In this subsection, we used the least-squares differential correction algorithm to determine the orbit of the satellites from the simulation of position and velocity measurements generated along the reference orbit. We developed a mathematical model using the MATLAB© package; it is applied to Optical and SLR observation parameters. The precise orbit determination is shown in Table 5. The table shows the orbital elements for the semi-major axis (a), inclination angle (i), and eccentricity (e) for the optical observation and the data available from NORAD and shows the difference between them; Δ a , Δ e , and Δ i . The accuracy of the semi-major axis is about 600 to 2000 m, the inclination is about 10−3, and the angle of eccentricity is about 10−4.
On the other hand, the data given in Table 6 give the accuracy, as calculated from SLR observations in the semi-major axis ranging from 40 to 400 m. We have the observation of the object COSMOS 2464 on 9 July 2021 from optical and laser stations. The object COSMOS 2501 is tracking from two laser stations on the 8 and 9 of July 2021. The accuracy of the observation from the laser stations is nearly similar to the same results of different observation times. As we show, there is a clear difference in the results when comparing the two monitoring systems. This difference is because, in the case of the ground-based optical system, the space object appears as a trail and not as a point, so we take the start point and the end point for every shot; this leads to an error in angular measurements, and we are trying to fix that by fitting a line or polynomial to the trail to obtain more data input.
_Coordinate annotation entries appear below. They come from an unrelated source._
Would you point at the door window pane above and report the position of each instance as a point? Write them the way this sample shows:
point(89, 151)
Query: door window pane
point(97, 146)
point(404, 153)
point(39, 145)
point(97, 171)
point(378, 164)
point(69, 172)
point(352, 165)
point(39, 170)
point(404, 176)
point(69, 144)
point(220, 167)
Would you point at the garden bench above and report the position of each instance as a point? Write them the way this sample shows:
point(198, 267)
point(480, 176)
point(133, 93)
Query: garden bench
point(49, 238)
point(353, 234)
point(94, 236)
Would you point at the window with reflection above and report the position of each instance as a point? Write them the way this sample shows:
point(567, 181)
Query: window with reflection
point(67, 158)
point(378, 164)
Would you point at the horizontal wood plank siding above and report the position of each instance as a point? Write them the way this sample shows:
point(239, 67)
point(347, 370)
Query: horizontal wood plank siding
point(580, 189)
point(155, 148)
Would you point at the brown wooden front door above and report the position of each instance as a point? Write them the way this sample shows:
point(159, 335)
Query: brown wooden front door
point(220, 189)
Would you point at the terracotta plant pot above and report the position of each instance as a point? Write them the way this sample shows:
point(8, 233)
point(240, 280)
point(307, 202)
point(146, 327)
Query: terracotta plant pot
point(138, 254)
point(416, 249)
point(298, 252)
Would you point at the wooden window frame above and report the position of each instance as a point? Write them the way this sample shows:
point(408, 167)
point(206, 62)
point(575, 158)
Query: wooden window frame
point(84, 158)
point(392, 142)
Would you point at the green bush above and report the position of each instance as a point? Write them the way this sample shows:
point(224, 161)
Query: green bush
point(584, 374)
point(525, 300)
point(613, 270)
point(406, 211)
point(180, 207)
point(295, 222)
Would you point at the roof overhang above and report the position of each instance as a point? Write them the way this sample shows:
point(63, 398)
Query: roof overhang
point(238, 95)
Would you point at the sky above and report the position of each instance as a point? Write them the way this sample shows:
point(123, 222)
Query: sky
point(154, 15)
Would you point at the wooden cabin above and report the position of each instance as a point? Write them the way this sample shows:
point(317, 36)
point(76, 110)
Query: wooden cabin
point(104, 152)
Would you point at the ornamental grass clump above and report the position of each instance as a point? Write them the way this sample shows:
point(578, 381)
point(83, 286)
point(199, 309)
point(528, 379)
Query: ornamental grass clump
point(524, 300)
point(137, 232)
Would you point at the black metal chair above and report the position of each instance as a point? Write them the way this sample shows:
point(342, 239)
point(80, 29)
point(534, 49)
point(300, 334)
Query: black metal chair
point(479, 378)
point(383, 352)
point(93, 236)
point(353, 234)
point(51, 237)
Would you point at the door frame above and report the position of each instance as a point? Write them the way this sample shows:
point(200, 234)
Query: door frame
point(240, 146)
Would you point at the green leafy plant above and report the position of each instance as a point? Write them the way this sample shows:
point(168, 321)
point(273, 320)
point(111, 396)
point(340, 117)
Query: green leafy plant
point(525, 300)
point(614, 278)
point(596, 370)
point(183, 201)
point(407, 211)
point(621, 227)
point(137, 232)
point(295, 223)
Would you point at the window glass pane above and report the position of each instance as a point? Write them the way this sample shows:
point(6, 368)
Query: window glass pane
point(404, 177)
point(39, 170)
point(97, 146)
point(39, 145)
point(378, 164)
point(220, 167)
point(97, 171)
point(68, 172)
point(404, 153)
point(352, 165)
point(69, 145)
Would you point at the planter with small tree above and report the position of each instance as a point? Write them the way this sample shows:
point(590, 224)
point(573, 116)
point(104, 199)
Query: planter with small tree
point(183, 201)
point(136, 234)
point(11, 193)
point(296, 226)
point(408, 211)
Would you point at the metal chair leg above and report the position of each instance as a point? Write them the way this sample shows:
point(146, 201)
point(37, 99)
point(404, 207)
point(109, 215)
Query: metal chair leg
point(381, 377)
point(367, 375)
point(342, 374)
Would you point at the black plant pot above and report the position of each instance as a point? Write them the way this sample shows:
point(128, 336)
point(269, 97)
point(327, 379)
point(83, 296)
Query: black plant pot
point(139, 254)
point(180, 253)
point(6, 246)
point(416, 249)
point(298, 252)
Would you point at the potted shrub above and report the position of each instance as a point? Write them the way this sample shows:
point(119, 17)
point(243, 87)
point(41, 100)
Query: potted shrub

This is because the OSTS has an equatorial mount, and the right ascension axis is fixed. While all SLR sensors are alt-azimuth mounts that have the rate of change on their axis.
The Figure 4, Figure 5, Figure 6, Figure 7 and Figure 8 show the relationship between the position residuals and the time. The effects of perturbation on artificial satellites (Earth’s gravity, solar radiation pressure, and the third body) have been considered [9]. The model errors on relative position residuals of different examples are shown, where the green curve explains the variation in the x-axis after 3 days, the red curve shows the variation in the z-axis, and the yellow curve shows the variation in the y-axis. The results for different examples show the drift error for X residual position, Y residual, and Z residual are increases in the range of 10−4 km.

5. Conclusions

In this paper, we developed a mathematical model to determine the precise orbit from optical and laser observation data. We applied our model to different Global Navigational Satellite Systems. The optical observation method is used by the Optical Satellite Tracking Station (OSTS) at NRIAG—Egypt, and the SLR observation methods are produced from some stations of the International Laser Ranging Service for the Galileo satellites. We used the least squares method to refine the orbit derived from the IOD method; these methods depend on choosing only three pairs of observations. The cases using the angle and laser ranging data together (Cases 37139, 40315) satisfied the target OP accuracy (about 400 m at 19,000 km altitude). This is consequent to the error of OP accuracy coming from the inaccuracy of NORAD catalog information because of the difference between the time of observation and the epoch time of TLE. Compared with the TLE, our results showed that the accuracy of the calculations is better using SLR observations.

Author Contributions

A.M.A., S.K.T. and M.I.: common plan; A.M.A. and S.K.T.: the draft of the manuscript, and processed the original satellite data from OSTS; M.I., Z.L. and X.D.: provided the data from the SLR stations. All authors have read and agreed to the published version of the manuscript.

Funding

The APC was funded by the National Research Institute of Astronomy and Geophysics (NRIAG), Helwan, Cairo, Egypt.

Acknowledgments

The authors, therefore, acknowledge with thanks NRIAG technical and financial support. We acknowledge the ILRS for providing SLR tracking data and orbit products for GNSS.

Conflicts of Interest

The authors declare that they have no known competing financial interests or personal relationships that could have appeared to influence the work reported in this paper.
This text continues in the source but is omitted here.